Filipino troops kill rebel commander, rescue last hostage

MANILA, Philippines (AP) – Philippine forces killed an Abu Sayyaf rebel commander blamed for years of ransom kidnapping and rescued the last of his four Indonesian prisoners on Sunday, the army said.

Marines injured Amajan Sahidjuan in a shootout Saturday night and he later died of blood loss on Kalupag Island in the southernmost province of Tawi Tawi. Two other militants managed to flee and dragged the last of four Indonesian hostages, but troops eventually rescued him on Sunday, regional military commander Lt. Gen. Corleto Vinluan Jr.

On Thursday evening, three Indonesian men were rescued by police who also captured one of their Abu Sayyaf kidnappers along the coast of the town of South Ubian in Tawi Tawi.

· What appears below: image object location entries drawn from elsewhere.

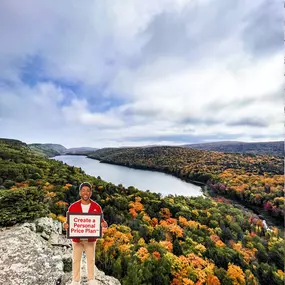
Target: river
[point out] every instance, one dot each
(142, 179)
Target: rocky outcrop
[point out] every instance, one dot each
(36, 254)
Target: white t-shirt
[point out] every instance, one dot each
(85, 208)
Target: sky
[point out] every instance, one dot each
(130, 73)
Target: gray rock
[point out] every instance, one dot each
(26, 258)
(30, 226)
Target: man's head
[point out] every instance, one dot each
(85, 191)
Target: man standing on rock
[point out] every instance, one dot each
(84, 205)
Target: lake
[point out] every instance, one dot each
(141, 179)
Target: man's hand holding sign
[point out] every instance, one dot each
(85, 223)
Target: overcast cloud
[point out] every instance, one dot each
(113, 73)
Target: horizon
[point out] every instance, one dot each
(176, 72)
(130, 146)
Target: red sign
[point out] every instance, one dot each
(84, 225)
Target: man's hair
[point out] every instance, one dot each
(85, 184)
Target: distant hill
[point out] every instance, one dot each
(259, 148)
(48, 149)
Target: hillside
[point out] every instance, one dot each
(48, 149)
(258, 148)
(151, 240)
(254, 180)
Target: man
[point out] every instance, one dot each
(84, 205)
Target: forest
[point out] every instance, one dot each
(153, 239)
(251, 179)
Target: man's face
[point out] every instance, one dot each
(85, 193)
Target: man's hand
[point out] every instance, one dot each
(65, 226)
(104, 226)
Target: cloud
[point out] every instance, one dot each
(165, 71)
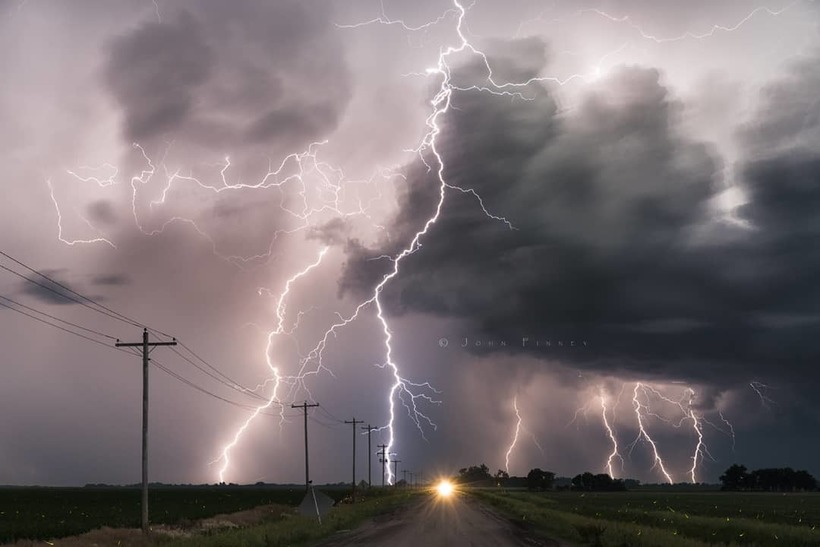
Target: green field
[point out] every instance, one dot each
(44, 513)
(664, 518)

The military said Abu Sayyaf militants led by Sahidjuan were fleeing attacks in nearby Sulu province when their speedboat was lashed by huge waves and toppled in front of Tawi Tawi.

A military officer said the militants attempted to cross the sea border to Tambisan Island in Malaysia’s neighboring state of Sabah to release the prisoners in exchange for a ransom of at least five million pesos ($ 104,000), but the Philippine army got air of the plan and launched covert attacks.

The officer, who has good knowledge of anti-Abu Sayyaf operations, spoke to The Associated Press on condition of anonymity due to a lack of authority to speak publicly.

Vinluan said the rescue of the Indonesian men, the last known hostages held by Abu Sayyaf, would allow government forces to kill the ransom-seeking rebels.

“It will just be relentless in a massive and targeted military operation, because now we don’t have to worry about kidnapping victims being hit,” Vinluan told reporters over the phone.

Vinluan said there were about 80 gunmen from Abu Sayyaf left in Sulu and remote island provinces. One of their surviving elder leaders, Radulan Sahiron, fell ill and was injured in a recent offensive in Sulu, he said.

Sahidjuan, who uses the nom de guerre Apuh Mike, has been blamed for ransom kidnappings since the early 1990s. He was reportedly one of the Abu Sayyaf militants who attacked the southern largely Christian town of Ipil in 1995, where they murdered more than 50 people after robbing banks and shops and burning the city center in one of their most daring raids. .

The Abu Sayyaf is a small but violent group that has been separately blacklisted by the Philippines and the United States as a terrorist organization for bombings, ransom kidnappings and beheadings. Some of its factions have joined the Islamic State group.

The militants have been significantly weakened by years of military offensives, surrender and combat setbacks, but remain a threat to national security. They have set off a security alert in the region in recent years after they began venturing out of their jungle encampments in Sulu, a poverty-stricken Muslim province in the largely Roman Catholic nation, and kidnappings in coastal Malaysian towns and targeted cargo ship crews.